Para comprender cabalmente
el sentido del título del presente ensayo, es preciso remontarnos al año
1985, cuando el escritor y científico Isaac Asimov alertaba sobre un
fenómeno alarmante que ya se venía gestando en la sociedad,
particularmente en occidente: el culto a la ignorancia.
Esta denuncia de
Asimov, lejos de ser una mera observación anecdótica relatada por un
comentarista de noticias decadentes, se ha demostrado ser una crítica
bastante acertada de las tendencias que han ido permeando en nuestra
cultura, especialmente en la era de la información y la híper-conexión.
Es cierto, vivimos en un momento histórico donde la información nunca
ha estado tan accesible, pero también donde la desinformación y la
superficialidad del conocimiento se han propagado con una rapidez
alarmante.
El culto a la ignorancia, en su forma más nociva, no es
simplemente la carencia de ciertos conocimientos, sino una actitud
activa de desprecio hacia la experticia, la ciencia y el conocimiento
profundo.
Pues bien, una de las características más inquietantes del culto a la
estupidez es la tendencia a considerar que todas las opiniones tienen
un mismo valor, sin importar la formación, el estudio o la experiencia
detrás de ellas.
La paradoja radica justamente en esto: vivimos en un
mundo donde las redes sociales permiten que cualquier persona exprese su
opinión, generando así una apariencia de igualdad superficial de voces
que ha llevado a una visión distorsionada de la democracia.

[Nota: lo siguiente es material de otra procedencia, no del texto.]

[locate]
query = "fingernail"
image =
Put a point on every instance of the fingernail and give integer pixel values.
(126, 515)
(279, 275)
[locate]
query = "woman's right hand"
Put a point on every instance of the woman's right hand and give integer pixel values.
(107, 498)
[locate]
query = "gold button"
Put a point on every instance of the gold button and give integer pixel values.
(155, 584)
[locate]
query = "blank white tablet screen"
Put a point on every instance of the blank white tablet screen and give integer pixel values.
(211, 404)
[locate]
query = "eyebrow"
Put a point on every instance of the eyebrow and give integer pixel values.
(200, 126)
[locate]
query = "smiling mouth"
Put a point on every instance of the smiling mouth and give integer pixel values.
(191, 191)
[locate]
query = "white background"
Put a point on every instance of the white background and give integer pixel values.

La democracia, como sistema político, ahora es vista como un sinónimo
de “todas las opiniones tienen el mismo peso”, lo cual nos ha traído a
este pozo decadente desde un punto de vista moral, cultural y
científico.
Pues no, la democracia es otra cosa, más parecida a un
espacio donde se valora la deliberación informada, el diálogo basado en
hechos y la toma de decisiones fundamentadas y, particularmente, la
democracia moderna, depende de la participación activa de los
ciudadanos, pero esta participación no debería estar basada en la
ignorancia ni en el desconocimiento de los temas fundamentales.
Los científicos, los expertos, los estudiosos en general, desempeñan
un papel crucial en la construcción de una sociedad más justa y
racional, contrariamente a lo que creen los patéticos terraplanistas y
clientes de las constelaciones familiares del Siglo XXI.
El trabajo de
los especialistas no es sólo un asunto técnico, sino que tiene
implicaciones profundas que repercuten en nuestra calidad de vida y en
la toma de decisiones que nos afectan a todos por igual.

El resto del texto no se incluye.